Dungeons And Dragons Honor Among Thieves Review: Perfectly Captures The Playing Experience, For Better And Worse

Dungeons and Dragons: Honor Among Thieves struggles with pacing issues but ends up being a rousing crowd-pleaser that appeals to everyone.

By Jonathan Klotz | Published

dungeons & dragons

In a world where playing Dungeons and Dragons is no longer limited to freaks and geeks but is instead enjoyed by over 13 million people in the United States alone, with even more than that listening to actual play podcasts like Critical Role, The Adventure Zone, and Not Another DnD Podcast, it’s fitting that a movie has finally captured what a real role-playing campaign is like. Dungeons and Dragons: Honor Among Thieves takes the chaos and ad-hoc storytelling of playing a game with friends and condenses it into just over two hours. The movie’s greatest strength is its greatest weakness; those who squeal at seeing Icewind Dale will love it, while those who don’t know the significance of Elminister will enjoy a fantasy Ocean’s Eleven.


Honor Among Thieves spends its first third introducing us to characters while lampshading the inclusion of their backstories and motivations. From Edgin the Bard (Chris Pine) and Holga the Barbarian (Michelle Rodriguez) to the con-man Forge (Hugh Grant) and Simon the Sorcerer (Justice Smith), within 20 minutes, we know how they got to the present situation, the sidequest that has to be completed before the main heist, and the character flaws that have to be overcome along the way. Directors Jonathan Goldstein and John Francis Daley use a familiar storytelling rhythm similar to Session zero when starting a campaign, or the first part of Suicide Squad for those that haven’t played Dungeons and Dragons, and while it’s fun, it starts to drag.

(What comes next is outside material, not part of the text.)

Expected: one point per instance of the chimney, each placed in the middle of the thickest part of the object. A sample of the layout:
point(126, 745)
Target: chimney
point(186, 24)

Edgin and Holga need to get the band of thieves back together to get revenge against Forge and Sofina the Wizard (Daisy Head) two years after being betrayed on a job gone wrong. They recruit Simon and then Simon’s ex-girlfriend Doric the Tiefling Druid (Sophia Lillis), then have to complete a sidequest for an artifact required to complete the heist, leading to the “meet a character, scene of exposition, meet a character, more exposition” rhythm. By the time Xenk the Paladin (Rege-Jean Page) finishes his exposition, the film finally kicks into a higher gear, and from then on, it’s one inventive scene after the other, taking full advantage of the Dungeons and Dragons setting.

Justice Smith in Dungeons and Dragons: Honor Among Thieves

Justice Smith’s Simon steals every scene he’s in with his charming incompetence causing the audience to root for him, and it makes for the best scene in the movie. The confident and capable Xenk is explaining a puzzle that has to be solved when Simon undercuts him. This perfectly captures the experience of a Dungeon Master (DM), proud of a puzzle they devised, getting exasperated when the players use their wits to find a solution that the DM never thought of.

Considering the reaction among fans following the trailer, including a scene where Edgin fumbles asking five questions to a corpse, it would be understandable for everyone to worry that the best scenes were already spoiled. Rest assured, Dungeons and Dragons: Honor Among Thieves did not show its hand ahead of time, and while there are no twists or turns to the plot, by the time the heist is finally on, the audience is swept up in the ragtag crew’s outrageous series of plans that all go horribly wrong.

Chris Pine and Michelle Rodrigeuz do the heavy dramatic acting, and each does their best with the material, but at the end of the day, it’s a Dungeons and Dragons campaign on the big screen. Hugh Grant and Justice Smith understand the assignment and chew the scenery at every moment, while Rege-Jean Page provides the straight man that lets the rest of the insanity bounce right off of him. By the time the credits roll, the audience has run through a gamut of emotions with crowd-pleasing moments for those that have never experienced the joy of rolling a 20-sided die while trying to calculate THAC0.

For those that play Dungeons and Dragons on a regular basis, the film is well-worth seeing just for the fan service included; from Baldur’s Gate to Neverwinter, displacer beasts to gelatinous cubes, noted gamers Goldstein and Daley knew how to play the setting’s greatest hits. In fact, the worst thing to come out of the movie for role-players is now there will be someone in every play group who thinks Druids are overpowered.

Despite the pacing issues getting started, the film’s back half is a crowd-pleaser and a delightful throwback to a time of stand-alone fantasy films that weren’t concerned with launching the next big blockbuster franchise. As a one-and-done story, Dungeons and Dragons: Honor Among Thieves is a light-hearted romp through Faerun that requires no prior knowledge but for experienced players, it’s close to the Forgotten Realms movie you’ve always dreamed of.